In 2004 I listened to a serious explanation that John Kerry was complicit in his Purple Heart wounds in 'Nam because he knew it would look good when he ran for president. Kerry wanted to be president so bad that he enlisted in the Navy, volunteered for dangerous shooting duty in country, not for honorable and patriotic reasons but because of a driving self-interest to become president.

This "presumption" thing isn't a rational argument. Anyone who has been campaigning for this job for as long as these two is driven, committed to the goal. McCain's argument, vote McCain because the other guy is worse, is really the only chance he's got left. Side by side — in June when BHO claimed victory in Minnesota in contrast to McCain's seriously embarrassing speech from Louisiana, or in July where BHO addressed a couple of hundred thousand in Berlin while McCain stood before dozens in Ohio — it's a clear choice.

Of course this could backfire. After all if Obama becomes "The One" then what does that make McCain? The "Wannabe"?

I hope I can stay fascinated by observing the various low-down plays work their way out. Otherwise, I'm going to feel depressed. Josh Marshall has a Sunday talk show video up at TPM of David Gergen explaining the realities of under-the-radar racism from his raised-in the-South awareness. TPM also has a link to a New York Magazine article about how the low-down approach is all McCain's got to work with, so Obama will just have to find a way to kick it to where it deserves to go. Meanwhile, James Wolcott blogs what also seems true to me - that in the McCain "Annointed One" ad, Obama just looks so likable (that radiant open smile) and comfortable in his own skin... Is this enough to undermine McCain's poisonous message?

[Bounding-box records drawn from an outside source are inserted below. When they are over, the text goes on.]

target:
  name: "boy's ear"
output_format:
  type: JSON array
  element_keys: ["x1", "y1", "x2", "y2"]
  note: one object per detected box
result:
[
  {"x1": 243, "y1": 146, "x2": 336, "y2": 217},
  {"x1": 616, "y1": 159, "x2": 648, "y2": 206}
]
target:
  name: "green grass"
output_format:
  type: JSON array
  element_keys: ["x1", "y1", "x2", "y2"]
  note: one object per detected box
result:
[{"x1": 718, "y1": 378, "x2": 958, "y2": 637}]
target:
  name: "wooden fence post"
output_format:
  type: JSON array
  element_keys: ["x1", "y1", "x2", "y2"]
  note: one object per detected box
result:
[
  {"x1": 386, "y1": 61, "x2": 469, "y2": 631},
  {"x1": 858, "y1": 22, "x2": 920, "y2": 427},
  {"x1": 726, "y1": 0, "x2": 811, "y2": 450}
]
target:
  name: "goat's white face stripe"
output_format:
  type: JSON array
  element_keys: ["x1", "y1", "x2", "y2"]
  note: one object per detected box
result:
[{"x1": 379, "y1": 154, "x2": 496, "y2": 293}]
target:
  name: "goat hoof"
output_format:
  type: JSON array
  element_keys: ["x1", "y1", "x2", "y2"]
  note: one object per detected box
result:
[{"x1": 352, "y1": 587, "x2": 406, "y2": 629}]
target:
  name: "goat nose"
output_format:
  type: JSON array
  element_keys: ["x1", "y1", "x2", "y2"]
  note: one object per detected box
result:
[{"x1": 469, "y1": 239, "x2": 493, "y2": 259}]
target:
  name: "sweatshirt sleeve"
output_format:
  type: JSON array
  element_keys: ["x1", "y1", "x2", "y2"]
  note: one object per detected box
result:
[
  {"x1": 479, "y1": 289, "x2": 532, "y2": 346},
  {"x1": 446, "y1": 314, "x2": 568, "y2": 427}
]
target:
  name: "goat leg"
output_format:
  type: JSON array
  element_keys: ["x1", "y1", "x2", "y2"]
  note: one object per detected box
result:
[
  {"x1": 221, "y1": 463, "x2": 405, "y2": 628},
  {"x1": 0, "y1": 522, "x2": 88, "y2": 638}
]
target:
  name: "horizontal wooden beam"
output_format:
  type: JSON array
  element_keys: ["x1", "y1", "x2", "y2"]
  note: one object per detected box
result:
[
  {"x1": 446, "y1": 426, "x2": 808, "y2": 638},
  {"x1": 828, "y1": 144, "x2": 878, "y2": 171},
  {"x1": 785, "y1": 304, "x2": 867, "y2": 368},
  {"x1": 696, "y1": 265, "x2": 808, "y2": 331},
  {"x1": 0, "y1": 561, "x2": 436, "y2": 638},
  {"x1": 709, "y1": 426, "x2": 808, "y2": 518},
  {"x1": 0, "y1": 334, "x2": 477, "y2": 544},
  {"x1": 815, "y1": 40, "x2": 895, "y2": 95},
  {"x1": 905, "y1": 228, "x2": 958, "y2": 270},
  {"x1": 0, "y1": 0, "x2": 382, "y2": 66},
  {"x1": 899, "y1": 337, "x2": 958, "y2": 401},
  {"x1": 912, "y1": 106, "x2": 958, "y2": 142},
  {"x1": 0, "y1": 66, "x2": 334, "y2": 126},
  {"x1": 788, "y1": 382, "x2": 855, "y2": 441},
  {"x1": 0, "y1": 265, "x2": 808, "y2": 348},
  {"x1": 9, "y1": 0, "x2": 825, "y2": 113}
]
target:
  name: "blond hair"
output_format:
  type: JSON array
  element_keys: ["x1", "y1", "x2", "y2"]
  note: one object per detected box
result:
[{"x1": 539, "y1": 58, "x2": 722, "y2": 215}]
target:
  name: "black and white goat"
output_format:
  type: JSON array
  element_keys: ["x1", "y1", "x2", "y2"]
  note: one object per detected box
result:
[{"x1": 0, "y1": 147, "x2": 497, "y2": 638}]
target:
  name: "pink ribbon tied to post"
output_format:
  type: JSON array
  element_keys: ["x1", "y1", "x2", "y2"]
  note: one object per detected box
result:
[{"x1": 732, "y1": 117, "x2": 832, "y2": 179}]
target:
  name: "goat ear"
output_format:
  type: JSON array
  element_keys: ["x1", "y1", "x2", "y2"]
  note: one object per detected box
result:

This ad has a hidden symbolism as well that took me a few times to catch. I'm sure it was largely unintentional, but at the moment when Charlton Heston's Moses makes an appearance, Obama is making a statement about the floods of Noah. Obama's comments represent a biblical story wherein god washed the entire Earth with floods. To counter that the McCain team shows us Moses parting of the waters to escape from Egypt. I find it sort of funny that Obama's comments are inclusive of the the entire world or from the framework of the United States, the entire country. The image the McCain camp juxtaposes is one of a separation of two sides with Obama's symbol mockingly pushed through the center. It appears to me as a hidden reference to how Obama's campaign is hinged on togetherness and trying to be a candidate for all Americans while McCain is still hell bent on separating us into two groups where one believes in McCain and the other, the enemy. Did anyone else notice this?
I suppose another way to look at it is a failed attempt to mock Obama's biblical reference because they use the wrong story as counterpoint. I don't know. Overall it seems like McCain's campaign feels there is nothing of substance worth talking about when they can instead spend their money on a few crass jokes that only make already sworn conservatives giggle while they lose the respect of the rest of us.